Eric Des Lauriers, Analyst

I appreciate the comments regarding our diversification with 2WR, particularly in hospital and industrial projects. I understand the revenue synergies from more CEA-type projects that 2WR engages in. In the case of these hospitals and industrial projects, should we view them mainly as service revenues, or do you see potential for product sales and equipment systems revenue synergies as well?

Dick Akright, Chief Financial Officer

Eric, they'll be service focused.

Brad Nattrass, Chairman and Chief Executive Officer

From an EPC standpoint, we can bring our engineering in there. We can handle the construction management site, where we're managing the GCs, but we don't want to take that risk of general contracting. But at this time, we don't have any intentions of selling equipment to the building systems especially the expertise we've built is all on cultivation of CEA and not the off-the-shelf project, products like lights, but the more custom environmental systems like mechanical or environmental controls and irrigation distribution systems that require our engineers or our designers to design and culminate with construction documents. So it pays money and good, strong ease and in stock. But that's EPCs one, the value-added EPC for us is that expertise in specifying, procuring and integrating in cannabis and food.
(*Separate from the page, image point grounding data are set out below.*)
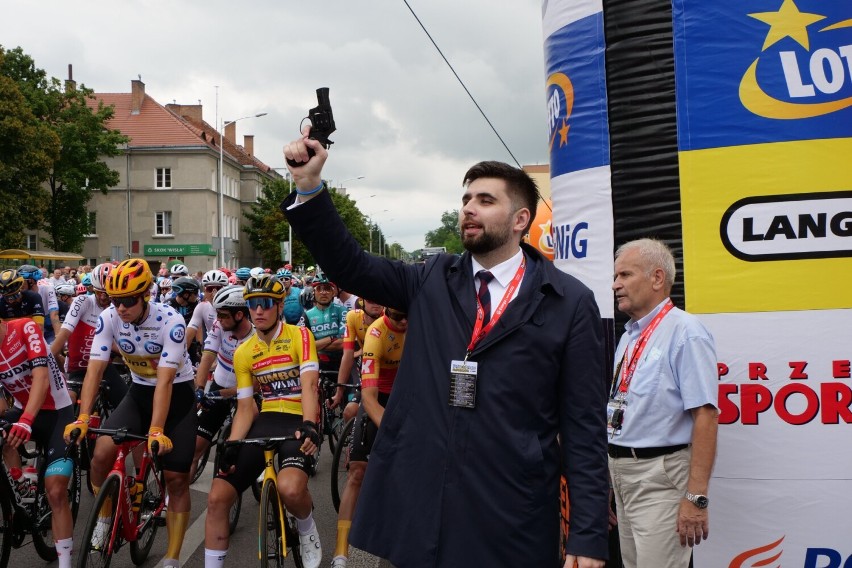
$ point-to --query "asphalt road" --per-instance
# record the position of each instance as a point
(243, 548)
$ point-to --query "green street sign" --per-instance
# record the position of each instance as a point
(179, 250)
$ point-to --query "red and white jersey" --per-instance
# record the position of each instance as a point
(22, 350)
(81, 320)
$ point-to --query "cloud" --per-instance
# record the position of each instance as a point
(403, 120)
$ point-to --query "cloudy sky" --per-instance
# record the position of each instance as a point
(404, 122)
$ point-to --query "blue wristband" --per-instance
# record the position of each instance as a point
(317, 189)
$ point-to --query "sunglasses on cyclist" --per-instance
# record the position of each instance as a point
(128, 302)
(264, 303)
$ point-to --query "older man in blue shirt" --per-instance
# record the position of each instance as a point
(662, 414)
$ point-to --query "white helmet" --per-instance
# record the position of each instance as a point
(214, 277)
(230, 296)
(99, 276)
(179, 270)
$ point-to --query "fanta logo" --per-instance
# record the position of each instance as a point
(814, 80)
(765, 555)
(560, 105)
(787, 227)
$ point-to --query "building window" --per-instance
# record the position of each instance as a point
(163, 223)
(164, 178)
(92, 224)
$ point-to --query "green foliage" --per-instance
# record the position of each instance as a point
(447, 235)
(74, 128)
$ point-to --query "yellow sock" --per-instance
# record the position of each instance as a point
(342, 548)
(176, 524)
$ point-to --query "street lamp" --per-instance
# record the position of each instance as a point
(222, 180)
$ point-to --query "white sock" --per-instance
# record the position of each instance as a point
(63, 551)
(305, 524)
(214, 558)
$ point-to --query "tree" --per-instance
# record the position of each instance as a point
(77, 169)
(27, 149)
(447, 235)
(267, 226)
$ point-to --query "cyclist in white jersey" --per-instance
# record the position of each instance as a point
(152, 340)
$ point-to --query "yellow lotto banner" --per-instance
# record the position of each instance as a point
(768, 227)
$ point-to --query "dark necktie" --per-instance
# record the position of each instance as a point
(484, 295)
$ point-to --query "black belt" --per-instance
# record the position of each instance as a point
(643, 453)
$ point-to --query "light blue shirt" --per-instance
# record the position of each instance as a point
(677, 372)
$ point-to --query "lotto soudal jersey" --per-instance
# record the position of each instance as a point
(21, 351)
(159, 341)
(276, 367)
(81, 320)
(383, 346)
(224, 344)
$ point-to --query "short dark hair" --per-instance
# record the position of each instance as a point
(521, 187)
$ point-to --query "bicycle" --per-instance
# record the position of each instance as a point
(135, 518)
(18, 518)
(277, 532)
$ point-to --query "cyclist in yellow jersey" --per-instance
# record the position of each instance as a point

Eric Des Lauriers, Analyst

Yes. Okay. Yes, makes sense. I appreciate the clarification. Just one more for me, if I can. So gro-care, I understand it's certainly early days there. But could you provide just any kind of update to the street here on the overall reception that you've had so far for gro-care? Thank you.
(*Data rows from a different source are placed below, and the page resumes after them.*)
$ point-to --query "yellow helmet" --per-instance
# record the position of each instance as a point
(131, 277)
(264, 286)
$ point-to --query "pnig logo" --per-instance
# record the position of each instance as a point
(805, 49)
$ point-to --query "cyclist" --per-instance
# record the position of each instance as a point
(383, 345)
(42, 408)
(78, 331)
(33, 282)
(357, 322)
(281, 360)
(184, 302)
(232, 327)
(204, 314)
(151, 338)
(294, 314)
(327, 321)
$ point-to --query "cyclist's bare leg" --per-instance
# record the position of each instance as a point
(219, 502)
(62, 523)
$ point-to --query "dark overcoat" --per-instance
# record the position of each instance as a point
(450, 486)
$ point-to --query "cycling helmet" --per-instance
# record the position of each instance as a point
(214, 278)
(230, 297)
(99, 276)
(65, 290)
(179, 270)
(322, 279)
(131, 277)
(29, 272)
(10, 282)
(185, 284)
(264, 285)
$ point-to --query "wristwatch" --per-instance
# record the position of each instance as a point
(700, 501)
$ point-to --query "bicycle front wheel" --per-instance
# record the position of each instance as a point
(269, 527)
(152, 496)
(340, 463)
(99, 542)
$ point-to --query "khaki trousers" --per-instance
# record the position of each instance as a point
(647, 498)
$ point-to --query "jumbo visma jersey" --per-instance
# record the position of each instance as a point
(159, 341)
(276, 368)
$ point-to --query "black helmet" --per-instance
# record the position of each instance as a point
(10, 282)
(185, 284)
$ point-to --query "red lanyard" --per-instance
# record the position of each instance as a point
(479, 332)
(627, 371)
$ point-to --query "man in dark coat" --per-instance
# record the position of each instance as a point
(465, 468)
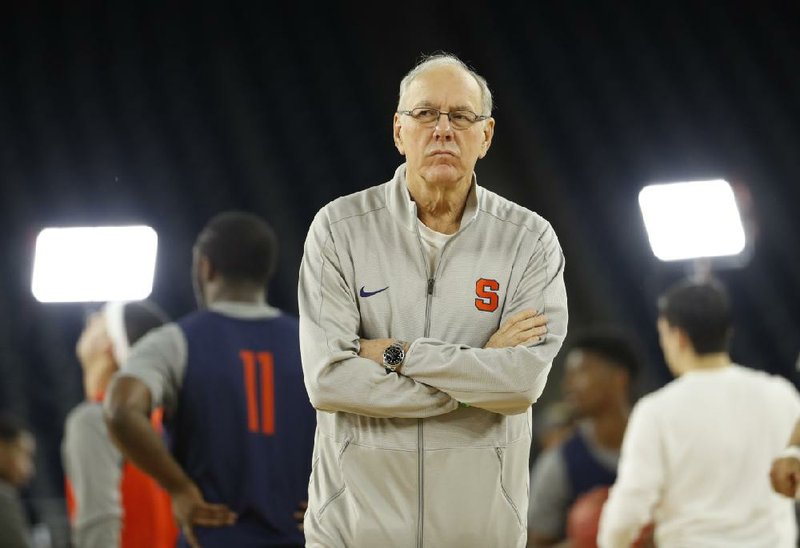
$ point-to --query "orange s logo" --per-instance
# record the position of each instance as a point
(486, 290)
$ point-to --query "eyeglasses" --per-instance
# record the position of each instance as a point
(459, 119)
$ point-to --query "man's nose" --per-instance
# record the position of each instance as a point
(443, 126)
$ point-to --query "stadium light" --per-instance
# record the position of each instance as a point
(692, 220)
(94, 264)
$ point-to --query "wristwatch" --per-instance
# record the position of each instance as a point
(393, 356)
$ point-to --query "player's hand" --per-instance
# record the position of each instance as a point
(785, 475)
(190, 509)
(526, 327)
(300, 514)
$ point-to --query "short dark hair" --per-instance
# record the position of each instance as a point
(703, 310)
(140, 317)
(11, 427)
(241, 246)
(613, 344)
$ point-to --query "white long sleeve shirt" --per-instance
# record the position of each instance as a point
(696, 458)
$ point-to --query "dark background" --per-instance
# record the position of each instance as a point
(167, 114)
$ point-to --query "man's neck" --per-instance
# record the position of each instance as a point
(707, 362)
(96, 379)
(244, 295)
(440, 207)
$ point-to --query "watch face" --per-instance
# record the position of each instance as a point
(393, 355)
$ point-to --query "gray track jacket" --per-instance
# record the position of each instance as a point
(436, 456)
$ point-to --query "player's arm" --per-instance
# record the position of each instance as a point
(94, 468)
(336, 377)
(785, 471)
(640, 481)
(152, 377)
(127, 409)
(503, 380)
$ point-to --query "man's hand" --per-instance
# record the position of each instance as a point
(524, 328)
(190, 509)
(372, 349)
(785, 475)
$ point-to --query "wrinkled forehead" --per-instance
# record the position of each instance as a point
(445, 87)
Dick Akright, Chief Financial Officer

Yes, absolutely. That's a great question, and I look forward to when it becomes significant enough to report on regularly because it’s very important. It matters to the company as it adds value not only for our clients but also for shareholders and our business overall. This is a long-term focus that will require further investment. We are always looking for ways to grow the business and meet client needs. This is a perfect fit because we are in regular contact and leveraging our expertise to help clients avoid mistakes and provide training. With all of our services consolidated, I believe we will be more efficient in making it significant more quickly, but it remains a top priority for us.
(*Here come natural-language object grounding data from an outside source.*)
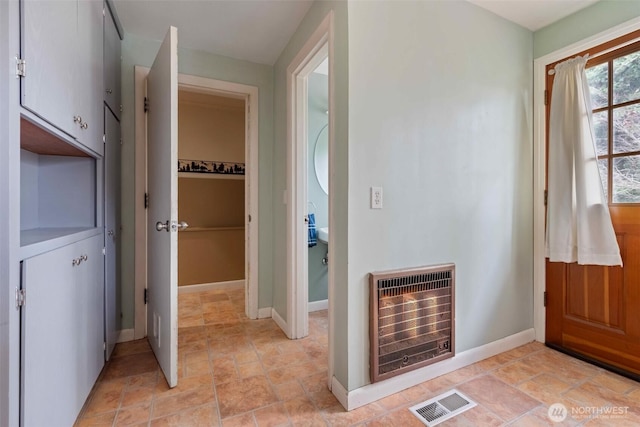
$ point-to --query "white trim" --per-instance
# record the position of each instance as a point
(318, 305)
(372, 392)
(539, 159)
(278, 319)
(203, 287)
(314, 51)
(126, 335)
(265, 313)
(218, 87)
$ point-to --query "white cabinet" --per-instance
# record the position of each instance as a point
(112, 62)
(62, 331)
(62, 50)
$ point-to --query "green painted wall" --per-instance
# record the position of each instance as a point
(338, 186)
(583, 24)
(140, 51)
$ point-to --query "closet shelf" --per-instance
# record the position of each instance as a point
(201, 229)
(199, 175)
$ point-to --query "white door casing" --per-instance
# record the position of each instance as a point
(162, 184)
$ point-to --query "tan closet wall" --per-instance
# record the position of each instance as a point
(212, 248)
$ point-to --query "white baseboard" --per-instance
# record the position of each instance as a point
(232, 284)
(318, 305)
(279, 321)
(372, 392)
(126, 335)
(264, 313)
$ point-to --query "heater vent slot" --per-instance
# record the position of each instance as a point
(412, 319)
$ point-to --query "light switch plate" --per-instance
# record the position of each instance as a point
(376, 197)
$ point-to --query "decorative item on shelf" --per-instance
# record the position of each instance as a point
(210, 166)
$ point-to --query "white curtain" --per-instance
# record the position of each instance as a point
(579, 225)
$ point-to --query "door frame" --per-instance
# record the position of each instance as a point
(319, 46)
(220, 88)
(539, 156)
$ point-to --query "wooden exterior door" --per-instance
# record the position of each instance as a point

Eric Des Lauriers, Analyst

I appreciate that. Thank you.

Dick Akright, Chief Financial Officer

Thank you.

Operator, Operator

That is all the questions we have for today. Please reach out to investors@urbangro.com with any additional questions. I will now turn the call back over to Mr. Nattrass for closing comments.

Brad Nattrass, Chairman and Chief Executive Officer

Great. Thanks. I appreciate it all. I'm grateful for your interest and ongoing support. We're dedicated to delivering sustainable long-term value for shareholders and of course, our clients. If you have more questions, please reach out to ICR or Dan Droller here internally. And again, thanks for your time. Have a wonderful evening.

Operator, Operator

This concludes today's conference. Thank you all for your participation. Have a great day.